Dense subspace of radial functions of $H^1(\mathbb{R}^N)$

Question

By definition the space of radial functions in $H^1(\mathbb{R}^N)$ is $$ H^1_{rad}(\mathbb{R}^N) = \{u \in H^1(\mathbb{R}^N) : u = u \circ R, \forall R \in O(N)\}. $$ I'm trying to find a dense subspace of it. I suspect that the required subspace is $$ C^{\infty}_{0,rad}(\mathbb{R}^N) = \{u \in C^\infty_{0}(\mathbb{R}^N) : u = u \circ R, \forall R \in O(N)\}. $$ I know how to show that $\overline{C^{\infty}_{0,rad}(\mathbb{R}^N)}^{H^1(\mathbb{R}^N)} \subset H^1_{rad}(\mathbb{R}^N)$. To prove the reverse inclusion I tried to use that $C^\infty_0(\mathbb{R}^N)$ is dense in $H^1(\mathbb{R}^N)$. However I got stuck.

Answer 1

The same proof as for Sobolev spaces will work:

1. Take $\phi_k(x):= \phi(x/k)$, for some radial $\phi\in C_c^\infty(\mathbb{R}^N)$ with $\phi\equiv 1$ on the unit ball, supported in $B(0,2)$, and $0\leq \phi \leq 1$ throughout.
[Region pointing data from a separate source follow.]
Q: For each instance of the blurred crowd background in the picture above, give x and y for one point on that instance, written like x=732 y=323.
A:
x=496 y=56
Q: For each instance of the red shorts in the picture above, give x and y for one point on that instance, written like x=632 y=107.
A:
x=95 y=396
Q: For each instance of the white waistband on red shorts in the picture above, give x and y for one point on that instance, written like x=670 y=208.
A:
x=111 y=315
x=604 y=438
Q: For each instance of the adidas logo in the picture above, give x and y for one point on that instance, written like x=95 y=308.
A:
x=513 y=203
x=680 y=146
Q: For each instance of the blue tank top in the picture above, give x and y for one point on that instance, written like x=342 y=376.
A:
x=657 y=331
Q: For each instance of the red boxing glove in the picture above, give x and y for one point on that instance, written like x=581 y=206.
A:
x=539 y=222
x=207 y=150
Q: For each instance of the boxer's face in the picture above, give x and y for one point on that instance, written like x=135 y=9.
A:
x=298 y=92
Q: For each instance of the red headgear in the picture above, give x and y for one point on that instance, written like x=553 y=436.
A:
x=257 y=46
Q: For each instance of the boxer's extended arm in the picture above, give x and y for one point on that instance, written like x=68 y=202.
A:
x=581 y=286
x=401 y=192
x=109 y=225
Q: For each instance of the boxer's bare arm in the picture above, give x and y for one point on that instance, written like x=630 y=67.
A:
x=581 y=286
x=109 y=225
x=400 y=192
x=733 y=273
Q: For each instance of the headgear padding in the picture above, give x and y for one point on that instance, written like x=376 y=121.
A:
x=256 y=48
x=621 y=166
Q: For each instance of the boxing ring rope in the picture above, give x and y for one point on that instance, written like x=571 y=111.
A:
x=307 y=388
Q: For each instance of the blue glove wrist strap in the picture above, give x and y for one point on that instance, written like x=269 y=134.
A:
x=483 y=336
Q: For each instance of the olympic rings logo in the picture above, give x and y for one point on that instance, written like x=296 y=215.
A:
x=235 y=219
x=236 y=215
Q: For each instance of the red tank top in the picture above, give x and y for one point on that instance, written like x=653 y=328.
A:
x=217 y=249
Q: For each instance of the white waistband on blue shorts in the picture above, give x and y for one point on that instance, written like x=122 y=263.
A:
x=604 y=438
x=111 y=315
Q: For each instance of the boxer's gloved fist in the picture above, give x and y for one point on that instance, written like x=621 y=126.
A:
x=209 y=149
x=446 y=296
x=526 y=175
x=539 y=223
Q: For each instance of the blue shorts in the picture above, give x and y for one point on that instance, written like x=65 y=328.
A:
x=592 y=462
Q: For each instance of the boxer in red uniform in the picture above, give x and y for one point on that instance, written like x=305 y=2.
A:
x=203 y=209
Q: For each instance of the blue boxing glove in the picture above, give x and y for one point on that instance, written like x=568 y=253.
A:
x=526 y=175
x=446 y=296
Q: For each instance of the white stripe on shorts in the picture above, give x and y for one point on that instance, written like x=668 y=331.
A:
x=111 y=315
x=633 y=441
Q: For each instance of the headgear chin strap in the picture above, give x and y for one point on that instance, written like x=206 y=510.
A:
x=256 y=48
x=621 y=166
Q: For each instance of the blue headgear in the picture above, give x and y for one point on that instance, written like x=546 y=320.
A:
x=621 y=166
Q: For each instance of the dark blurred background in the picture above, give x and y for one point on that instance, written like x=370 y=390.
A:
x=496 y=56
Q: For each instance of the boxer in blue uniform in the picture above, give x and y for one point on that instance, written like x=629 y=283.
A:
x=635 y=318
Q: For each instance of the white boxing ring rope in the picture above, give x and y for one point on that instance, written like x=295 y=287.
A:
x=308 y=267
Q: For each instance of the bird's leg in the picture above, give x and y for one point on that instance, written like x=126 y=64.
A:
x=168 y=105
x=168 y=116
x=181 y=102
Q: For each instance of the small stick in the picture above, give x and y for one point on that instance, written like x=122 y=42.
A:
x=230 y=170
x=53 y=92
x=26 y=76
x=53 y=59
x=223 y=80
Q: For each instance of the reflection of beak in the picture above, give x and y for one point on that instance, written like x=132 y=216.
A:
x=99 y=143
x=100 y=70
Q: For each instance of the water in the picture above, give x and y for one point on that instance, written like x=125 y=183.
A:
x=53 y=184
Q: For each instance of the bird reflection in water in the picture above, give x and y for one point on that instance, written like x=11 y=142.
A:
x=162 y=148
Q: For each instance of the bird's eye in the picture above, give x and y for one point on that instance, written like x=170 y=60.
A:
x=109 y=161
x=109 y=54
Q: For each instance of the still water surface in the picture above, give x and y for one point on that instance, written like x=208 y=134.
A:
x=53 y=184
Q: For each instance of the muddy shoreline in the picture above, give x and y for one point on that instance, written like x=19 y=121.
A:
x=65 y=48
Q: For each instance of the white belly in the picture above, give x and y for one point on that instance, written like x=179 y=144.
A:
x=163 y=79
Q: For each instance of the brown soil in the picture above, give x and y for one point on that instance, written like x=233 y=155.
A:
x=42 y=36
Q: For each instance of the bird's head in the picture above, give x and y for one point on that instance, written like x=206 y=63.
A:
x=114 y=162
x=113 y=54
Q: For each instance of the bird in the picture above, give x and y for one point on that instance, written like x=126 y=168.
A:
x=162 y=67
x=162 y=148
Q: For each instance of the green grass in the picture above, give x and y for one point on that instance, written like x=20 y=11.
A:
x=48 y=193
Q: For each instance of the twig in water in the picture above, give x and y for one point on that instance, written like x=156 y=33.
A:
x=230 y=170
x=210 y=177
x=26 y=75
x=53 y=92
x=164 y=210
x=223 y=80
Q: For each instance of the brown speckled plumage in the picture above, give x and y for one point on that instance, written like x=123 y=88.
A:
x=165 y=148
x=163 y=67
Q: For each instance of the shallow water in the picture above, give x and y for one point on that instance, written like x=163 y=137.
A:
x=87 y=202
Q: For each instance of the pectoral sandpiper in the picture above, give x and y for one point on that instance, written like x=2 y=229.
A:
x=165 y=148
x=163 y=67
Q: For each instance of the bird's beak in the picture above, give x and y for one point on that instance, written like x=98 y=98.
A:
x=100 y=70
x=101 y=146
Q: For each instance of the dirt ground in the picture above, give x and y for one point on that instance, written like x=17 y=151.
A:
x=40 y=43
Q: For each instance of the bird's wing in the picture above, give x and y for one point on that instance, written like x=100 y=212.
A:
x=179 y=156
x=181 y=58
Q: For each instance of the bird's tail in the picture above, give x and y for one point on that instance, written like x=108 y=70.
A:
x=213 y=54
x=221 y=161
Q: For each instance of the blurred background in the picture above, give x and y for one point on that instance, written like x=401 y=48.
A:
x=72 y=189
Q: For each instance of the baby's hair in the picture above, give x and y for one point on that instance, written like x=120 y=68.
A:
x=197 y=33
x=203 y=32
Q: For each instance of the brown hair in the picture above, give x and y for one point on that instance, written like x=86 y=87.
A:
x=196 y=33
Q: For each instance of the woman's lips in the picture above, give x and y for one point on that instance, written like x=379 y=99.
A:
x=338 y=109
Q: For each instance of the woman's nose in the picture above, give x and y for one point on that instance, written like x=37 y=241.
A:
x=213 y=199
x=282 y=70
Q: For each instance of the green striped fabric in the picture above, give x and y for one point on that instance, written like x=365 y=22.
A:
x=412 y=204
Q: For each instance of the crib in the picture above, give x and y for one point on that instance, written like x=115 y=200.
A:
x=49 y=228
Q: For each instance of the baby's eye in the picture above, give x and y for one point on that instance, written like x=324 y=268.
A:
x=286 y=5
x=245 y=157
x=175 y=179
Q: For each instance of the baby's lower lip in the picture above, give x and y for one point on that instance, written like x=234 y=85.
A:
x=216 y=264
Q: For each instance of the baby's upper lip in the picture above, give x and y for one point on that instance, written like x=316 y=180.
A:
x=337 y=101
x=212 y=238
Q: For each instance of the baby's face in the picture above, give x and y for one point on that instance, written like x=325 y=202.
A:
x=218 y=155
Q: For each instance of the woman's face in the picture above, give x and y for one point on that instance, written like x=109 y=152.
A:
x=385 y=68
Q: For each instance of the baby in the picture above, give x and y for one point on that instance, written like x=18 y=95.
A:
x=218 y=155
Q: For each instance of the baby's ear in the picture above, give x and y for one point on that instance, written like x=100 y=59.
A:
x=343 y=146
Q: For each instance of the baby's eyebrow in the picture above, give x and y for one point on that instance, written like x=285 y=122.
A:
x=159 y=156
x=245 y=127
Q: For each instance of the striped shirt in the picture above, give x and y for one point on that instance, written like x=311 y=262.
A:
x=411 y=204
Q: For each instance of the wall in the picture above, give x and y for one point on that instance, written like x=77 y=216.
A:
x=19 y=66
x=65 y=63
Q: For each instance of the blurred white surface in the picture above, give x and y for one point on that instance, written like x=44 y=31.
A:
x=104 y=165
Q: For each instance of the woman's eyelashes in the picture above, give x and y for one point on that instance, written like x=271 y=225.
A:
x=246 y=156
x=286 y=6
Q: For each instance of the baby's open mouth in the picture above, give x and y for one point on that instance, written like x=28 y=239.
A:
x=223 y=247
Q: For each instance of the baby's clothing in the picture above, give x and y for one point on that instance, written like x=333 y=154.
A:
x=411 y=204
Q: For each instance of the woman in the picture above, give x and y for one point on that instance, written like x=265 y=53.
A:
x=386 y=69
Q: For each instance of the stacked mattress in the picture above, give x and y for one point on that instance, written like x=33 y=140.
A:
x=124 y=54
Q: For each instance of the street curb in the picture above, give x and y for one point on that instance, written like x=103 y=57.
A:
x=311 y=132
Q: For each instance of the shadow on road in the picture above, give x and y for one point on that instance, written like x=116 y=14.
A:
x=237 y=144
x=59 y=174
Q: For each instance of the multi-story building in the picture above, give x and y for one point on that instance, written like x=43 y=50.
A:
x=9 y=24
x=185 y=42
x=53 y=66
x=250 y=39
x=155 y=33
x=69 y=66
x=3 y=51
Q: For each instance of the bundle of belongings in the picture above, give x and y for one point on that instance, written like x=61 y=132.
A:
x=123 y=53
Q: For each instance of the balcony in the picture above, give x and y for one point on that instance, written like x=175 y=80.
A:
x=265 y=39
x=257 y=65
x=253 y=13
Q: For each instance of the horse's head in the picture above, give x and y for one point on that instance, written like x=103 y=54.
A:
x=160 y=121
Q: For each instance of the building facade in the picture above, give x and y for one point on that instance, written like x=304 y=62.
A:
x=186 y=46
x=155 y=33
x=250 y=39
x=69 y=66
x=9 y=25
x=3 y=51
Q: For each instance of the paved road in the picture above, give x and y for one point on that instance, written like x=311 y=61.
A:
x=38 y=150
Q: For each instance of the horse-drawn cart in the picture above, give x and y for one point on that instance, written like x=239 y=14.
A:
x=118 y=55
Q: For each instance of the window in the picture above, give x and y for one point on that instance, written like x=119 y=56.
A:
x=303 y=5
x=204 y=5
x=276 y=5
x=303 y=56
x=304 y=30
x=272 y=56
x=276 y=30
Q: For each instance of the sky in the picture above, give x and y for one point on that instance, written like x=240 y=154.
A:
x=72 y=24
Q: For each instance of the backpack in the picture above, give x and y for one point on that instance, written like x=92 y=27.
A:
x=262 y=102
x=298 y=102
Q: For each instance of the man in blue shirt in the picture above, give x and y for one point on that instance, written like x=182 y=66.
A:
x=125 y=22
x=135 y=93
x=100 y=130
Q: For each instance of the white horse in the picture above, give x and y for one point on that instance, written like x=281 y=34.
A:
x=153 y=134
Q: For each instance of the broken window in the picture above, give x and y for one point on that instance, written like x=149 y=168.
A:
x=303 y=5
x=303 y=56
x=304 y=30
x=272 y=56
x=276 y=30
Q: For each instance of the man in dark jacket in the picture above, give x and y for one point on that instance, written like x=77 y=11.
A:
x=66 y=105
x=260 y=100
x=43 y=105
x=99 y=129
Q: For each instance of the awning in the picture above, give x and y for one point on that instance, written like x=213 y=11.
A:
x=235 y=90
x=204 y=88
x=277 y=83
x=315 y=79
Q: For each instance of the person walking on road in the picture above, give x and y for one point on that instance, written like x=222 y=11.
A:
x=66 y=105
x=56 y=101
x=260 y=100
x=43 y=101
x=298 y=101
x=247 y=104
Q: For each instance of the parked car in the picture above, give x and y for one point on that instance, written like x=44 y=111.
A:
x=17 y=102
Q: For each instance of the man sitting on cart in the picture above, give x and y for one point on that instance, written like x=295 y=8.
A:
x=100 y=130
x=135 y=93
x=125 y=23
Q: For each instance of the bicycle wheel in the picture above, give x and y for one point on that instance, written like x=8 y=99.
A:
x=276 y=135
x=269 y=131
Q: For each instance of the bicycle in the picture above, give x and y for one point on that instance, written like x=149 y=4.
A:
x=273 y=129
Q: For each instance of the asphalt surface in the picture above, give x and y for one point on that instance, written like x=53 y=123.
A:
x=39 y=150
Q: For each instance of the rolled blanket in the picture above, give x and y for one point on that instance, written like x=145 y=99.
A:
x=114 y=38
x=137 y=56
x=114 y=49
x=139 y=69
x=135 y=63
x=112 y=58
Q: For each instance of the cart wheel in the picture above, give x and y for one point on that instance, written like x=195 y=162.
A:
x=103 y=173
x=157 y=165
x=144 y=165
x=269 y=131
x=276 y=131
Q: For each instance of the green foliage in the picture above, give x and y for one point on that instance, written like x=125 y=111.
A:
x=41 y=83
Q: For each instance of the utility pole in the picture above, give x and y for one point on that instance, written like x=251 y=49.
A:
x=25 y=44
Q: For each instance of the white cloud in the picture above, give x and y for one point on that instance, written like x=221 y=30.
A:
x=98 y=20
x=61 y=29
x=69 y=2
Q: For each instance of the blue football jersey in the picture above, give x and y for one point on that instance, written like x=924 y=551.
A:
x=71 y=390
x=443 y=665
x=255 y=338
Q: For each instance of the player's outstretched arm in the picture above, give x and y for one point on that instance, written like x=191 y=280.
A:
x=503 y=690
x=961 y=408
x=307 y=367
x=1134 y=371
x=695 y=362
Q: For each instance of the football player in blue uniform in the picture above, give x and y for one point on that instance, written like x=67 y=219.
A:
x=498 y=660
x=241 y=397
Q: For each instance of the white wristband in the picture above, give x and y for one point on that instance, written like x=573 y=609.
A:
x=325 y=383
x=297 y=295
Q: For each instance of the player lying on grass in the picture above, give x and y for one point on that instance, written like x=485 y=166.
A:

Set $w_k=w\cdot \phi_k$. Using the product rule you can check that $\| w-w_k\|_{H^1}\to 0$ as $k\to \infty$.

2. By 1, compactly supported, radial, $H^1$ functions are dense. To finish, approximate these by convolving with a radial mollifier (convolution of radial functions is radial).